Gambardella's Keeps It Simple And Delicious

----------------------------------------------------------------- Restaurant review

XX Gambardella's Pasta Bella, 1313 W. Meeker St., Kent. ($) Lunch ($5 to $7) 11 a.m. to 2:30 p.m. Monday through Friday. Dinner ($7 to $13) 5 to 9 p.m. Sunday through Thursday; until 10 p.m. Friday, Saturday. Beer, wine. Major credit cards. No smoking. Reservations: (206) 859-4681. -----------------------------------------------------------------

How Gambardella's Pasta Bella got from my hometown, New Haven, Conn., to the Northwest took almost as long as I did.

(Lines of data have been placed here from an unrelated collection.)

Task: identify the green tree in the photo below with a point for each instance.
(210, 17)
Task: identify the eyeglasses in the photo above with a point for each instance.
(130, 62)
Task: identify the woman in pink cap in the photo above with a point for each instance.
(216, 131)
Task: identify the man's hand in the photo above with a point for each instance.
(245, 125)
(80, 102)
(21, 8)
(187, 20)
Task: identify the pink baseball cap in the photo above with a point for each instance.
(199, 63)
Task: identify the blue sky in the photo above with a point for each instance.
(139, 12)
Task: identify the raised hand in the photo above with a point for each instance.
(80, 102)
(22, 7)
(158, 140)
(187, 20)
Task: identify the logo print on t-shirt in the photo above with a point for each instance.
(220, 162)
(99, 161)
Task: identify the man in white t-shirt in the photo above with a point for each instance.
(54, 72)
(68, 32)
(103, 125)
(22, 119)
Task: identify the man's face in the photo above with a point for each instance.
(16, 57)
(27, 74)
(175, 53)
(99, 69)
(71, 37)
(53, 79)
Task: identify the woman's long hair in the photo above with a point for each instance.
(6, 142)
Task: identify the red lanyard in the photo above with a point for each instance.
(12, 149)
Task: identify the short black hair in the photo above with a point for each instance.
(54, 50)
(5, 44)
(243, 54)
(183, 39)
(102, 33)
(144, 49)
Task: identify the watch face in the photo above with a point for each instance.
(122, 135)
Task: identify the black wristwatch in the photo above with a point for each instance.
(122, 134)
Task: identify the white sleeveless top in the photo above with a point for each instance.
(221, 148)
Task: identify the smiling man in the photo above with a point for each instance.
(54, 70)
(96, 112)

Gambardella's is a typical East Coast, Southern Italian pasta house; inexpensive, generous and uncomplicated. If it can be made from semolina, sauced with tomatoes, adorned with meatballs and washed down with Chianti, they have it. If you are looking for elegant veal cuts sauced with expensive white wine, dressed with miniature vegetables and served by a guy in a tuxedo, look elsewhere.

The Gambardella family is all over New Haven. I went to high school with at least a dozen of them. They owned an Italian cheese company and, less than a mile from where I was born and raised, a major seaside restaurant called San Remo. My aunt's wedding reception was held there, hosted by the Gambardellas. We ate, among other things, wonderful homemade manicotti. Still have the pictures.

Matt and Alice Gambardella (he's from Amalfi; she's from Calabria) sold their holdings several years ago, and headed for

Alaska. He executive-cheffed for the pipeline as well as a restaurant-deli in Fairbanks. After a sidetrip to Saudi Arabia for a few years, they returned to the Northwest, reopened a Pasta Bella in Fairbanks, and in 1991 their latest place in Kent. It's run by son-in-law Hugh Golden and his wife (their daughter), Patrice.

Just like back home

I first became aware of them locally a couple of years ago when I bought a loaf of uncommonly decent Italian bread and some outrageous bread sticks at a custom Northend pasta shop, Noodles Gourmet Pasta Co. in North City. Owner Bill Thompson, from the Bronx, said it was baked by the Gambardellas in Kent, and if I wanted to taste some genuine back-home pizzas, I should go south.

It took a while, but I spent most of last week hanging around Kent's Meeker Square Mall, eating pizzas, slurping pastas and on some terribly hot evenings, drinking cool Chianti. Not wildly sophisticated, but civilized.

The Antipasto ($4.95 for one; $6.95 for two) is routine: assorted sliced meats, cheeses, olives and roasted red peppers over a bed of greens. A better choice would be to split one of the pizzas (around $8 for a nine-inch pie; $12 to $15 for the large 16-inch) and take home what you don't consume.

Their most popular pizza (but not their best) is the Milano, with homemade sausage, pepperoni, salami and mushrooms. Lighter, more subtle and truly fine is the Siena, a white pizza with spinach, olives, sliced Roma tomatoes, sliced homemade sausage and cheese.

A choice of soup or salad precedes any of the pasta or "Main Dishes." The salads are OK: greens, sliced red cabbage, shredded carrots, etc., but come in those brutally durable, tan Bakelite bowls. It's an unresolved prejudice, but they remind me of every cheap diner between Boston and Philly, and back-home or not, I hate them. You can't sabotage them; you can't break them. You can't even burn them. They will outlast everything on the planet.

The Minestrone ($1.95 a cup; $3.25 for a meal-sized bowl) is made fresh daily, loaded with vegetables and a variety of beans. It's almost too hearty for summertime eating, but tasty and deeply satisfying.

Lasagna's magnificent

The best dish in the place is, without question, the lasagna ($6.95 at lunch; $10.95 evenings). It's a magnificent concoction; nine layers of ultra-thin pasta sheets, fluffed up by four different cheeses: ricotta, kasseri,, romano and mozzarella, slices of hard-cooked egg and mild discs of sausage. A large square of it is set in a pool of marinara sauce, covered with melting, grated cheese and, imposing as it was, I was shocked when I ate all of it (my memories were of childhood and my mouth was on auto-pilot).

The Manicotti ($10.25) is filled with the same combination of cheeses, with the further addition of a medium-sharp asiago, and, like the lasagna, is topped with a red sauce.

You can't go wrong with the basic spaghetti and meatballs ($8.95). It's popular, filling and brought to mind a comment by one of the restaurant's regulars: "Nothing's extraordinary, but everything's always real good."

Nine pastas, four varieties of chicken, a quite good Eggplant Parmigiano, and a seafood Fra Diavlo (pasta with scallops, shrimp, calamari and mussels in a spicy red sauce) complete the menu.

Lots of Eastern-styled cheesecakes, a house-made spumoni, cannoli, tiramisu and a quite good Zuppa Inglese finish things off.